Our genetic data and AI systems: how new drugs are born
31 July 2018 | Written by Andrea Geremicca
The Californian company 23andMe, which offers DNA testing kits, has announced a new and important collaboration with pharmaceutical giant GlaxoSmithKline, GSK. GSK gets exclusive access to 23andMe customer data, which will be used to develop a range of new drugs, thanks to sophisticated AI systems.

Have you ever done a DNA test using www.23andme.com? If so, in line with what was declared by the former California startup itself, you could play a very important role in the creation of new drugs that will be placed on the market in the future.
Wednesday 25 July, 23andme, a company that deals with genomics and biotechnology in Mountain View, California, has announced a new partnership with the pharmaceutical company GlaxoSmithKline, GSK. The goal of this new partnership, which will last four years, is to develop new drugs and new therapies, especially with regard to Parkinson’s disease. Very interesting and indicative of the value of these data is that in another operation, apparently unrelated to this partnership, GSK has decided to invest 300 million dollars in 23andMe, acquiring exclusive access to data of people who have undergone genetic testing, which will be used to train artificial intelligence algorithms, with the aim of finding new drugs.
What happens when we leave the data of our DNA.
The question that many will be asking is: do the 4 million customers of 23andme agree?
The Mountain View company clearly explained that customers, when they decided to “get DNA analyzed”, had the possibility to choose whether or not to share their genetic information for research purposes. More than a year ago I wrote an article that tells how we are deceived every day by the privacy policy of the sites we surf and a year ago I talked about how 23andme could be considered the new Facebook, in an article entitled “DNA: from genetics to social networks”.

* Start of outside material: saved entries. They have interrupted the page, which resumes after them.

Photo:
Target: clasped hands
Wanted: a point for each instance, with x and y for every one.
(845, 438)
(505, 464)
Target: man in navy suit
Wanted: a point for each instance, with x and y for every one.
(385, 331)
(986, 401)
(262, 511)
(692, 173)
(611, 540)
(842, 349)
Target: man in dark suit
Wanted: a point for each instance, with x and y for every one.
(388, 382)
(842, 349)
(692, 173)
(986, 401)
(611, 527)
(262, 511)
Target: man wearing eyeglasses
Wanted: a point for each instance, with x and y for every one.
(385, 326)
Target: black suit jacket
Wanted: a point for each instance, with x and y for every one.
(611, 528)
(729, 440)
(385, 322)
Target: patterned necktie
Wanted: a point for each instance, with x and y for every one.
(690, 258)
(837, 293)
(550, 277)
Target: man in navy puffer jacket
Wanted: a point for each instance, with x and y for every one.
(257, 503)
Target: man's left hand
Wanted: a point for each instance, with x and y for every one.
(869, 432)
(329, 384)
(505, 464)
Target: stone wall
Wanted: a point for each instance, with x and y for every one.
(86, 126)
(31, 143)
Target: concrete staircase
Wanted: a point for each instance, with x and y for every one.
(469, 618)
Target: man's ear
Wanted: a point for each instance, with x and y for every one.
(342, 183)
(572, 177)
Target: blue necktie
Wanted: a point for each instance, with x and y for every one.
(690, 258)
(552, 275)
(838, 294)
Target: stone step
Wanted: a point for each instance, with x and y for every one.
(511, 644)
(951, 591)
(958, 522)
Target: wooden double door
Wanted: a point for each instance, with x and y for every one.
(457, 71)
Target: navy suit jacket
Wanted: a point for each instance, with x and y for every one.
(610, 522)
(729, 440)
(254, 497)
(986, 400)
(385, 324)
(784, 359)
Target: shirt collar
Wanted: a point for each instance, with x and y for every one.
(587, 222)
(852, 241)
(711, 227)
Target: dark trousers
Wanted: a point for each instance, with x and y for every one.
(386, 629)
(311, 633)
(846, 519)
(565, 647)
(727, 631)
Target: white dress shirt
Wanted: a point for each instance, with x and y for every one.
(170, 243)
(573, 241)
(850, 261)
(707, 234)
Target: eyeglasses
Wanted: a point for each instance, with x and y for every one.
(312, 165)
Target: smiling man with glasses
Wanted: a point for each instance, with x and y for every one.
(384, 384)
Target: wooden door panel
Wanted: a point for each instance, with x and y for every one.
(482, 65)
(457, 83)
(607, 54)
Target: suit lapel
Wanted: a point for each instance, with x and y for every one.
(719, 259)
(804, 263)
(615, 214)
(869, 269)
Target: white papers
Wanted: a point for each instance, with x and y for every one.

I would say that the merge of these two articles is a bit the synthesis of what is happening today.
Most (if not all) of the information that 23andMe has on its users has probably been shared with external companies in an absolutely legal way, since everything is perfectly in line with the rights that the company has on our data, since that all of us have accepted (probably blindly) their privacy policy.
23andMe maintains, in fact, the right to share all the information it has collected about its customers with third parties, provided that the strictly personal data are not communicated: technically the transferred data must not identify any individual, they must therefore be anonymous.
Anonymous databases may seem apparently harmless, but they are not, since the primary use of this information, at least for an advertiser such as Google or Facebook or for a given broker, is never linked to the name or personal information of the person, but rather derives from its predictive power as a whole. Moreover, even if it is said that these data are actually undressed by information that allows the correct identification, such as your name or date of birth, 23andMe itself has warned that it cannot provide 100% guarantee that your data will be safe in case of violation. But then all in all, although it is partially possible to reconstruct even the face from a DNA sample (as told by the Italian Riccardo Sabatini in his TED talk), are we really sure we need all this information about us?
AI and new drugs.
The data sets managed by companies like 23andMe, which has more than 4 million customers, are large enough to be useful for training artificial intelligence algorithms for pharmacological purposes, and this could be one of the important points of the partnership.
It is no secret, in fact, that many companies have instructed artificial intelligence in the hope of discovering new drugs, such as Exscientia, a startup that collaborates with the US pharmaceutical company Sunovion, for the design of medicines of psychiatric interest.
Until now the results have been quite disappointing, many chemists have distanced themselves, not convinced that the complex world of chemistry can be reduced to binary codes analyzed by a machine. Even AI supporters have begun to admit some limitations and to give evidence of many failed attempts: many results take into consideration extremely difficult chemical compounds to realize, or full of reactive groups that cause problems of safety and stability in the drug.
The limits of artificial intelligence in the field of pharmacology should be further explored, but it is important to understand that this is only the beginning: It’s enough to think that the artificial intelligence of your phone couldn’t understand you in 2012 but today it governs your home. Remaining in the field of pharmacology and artificial intelligence, we recall that a few months ago some Stanford researchers produced an algorithm able to recreate in a few hours the periodic table of Mendeleev’s elements, a conquest that the man obtained after about a century of various attempts and subsequent errors.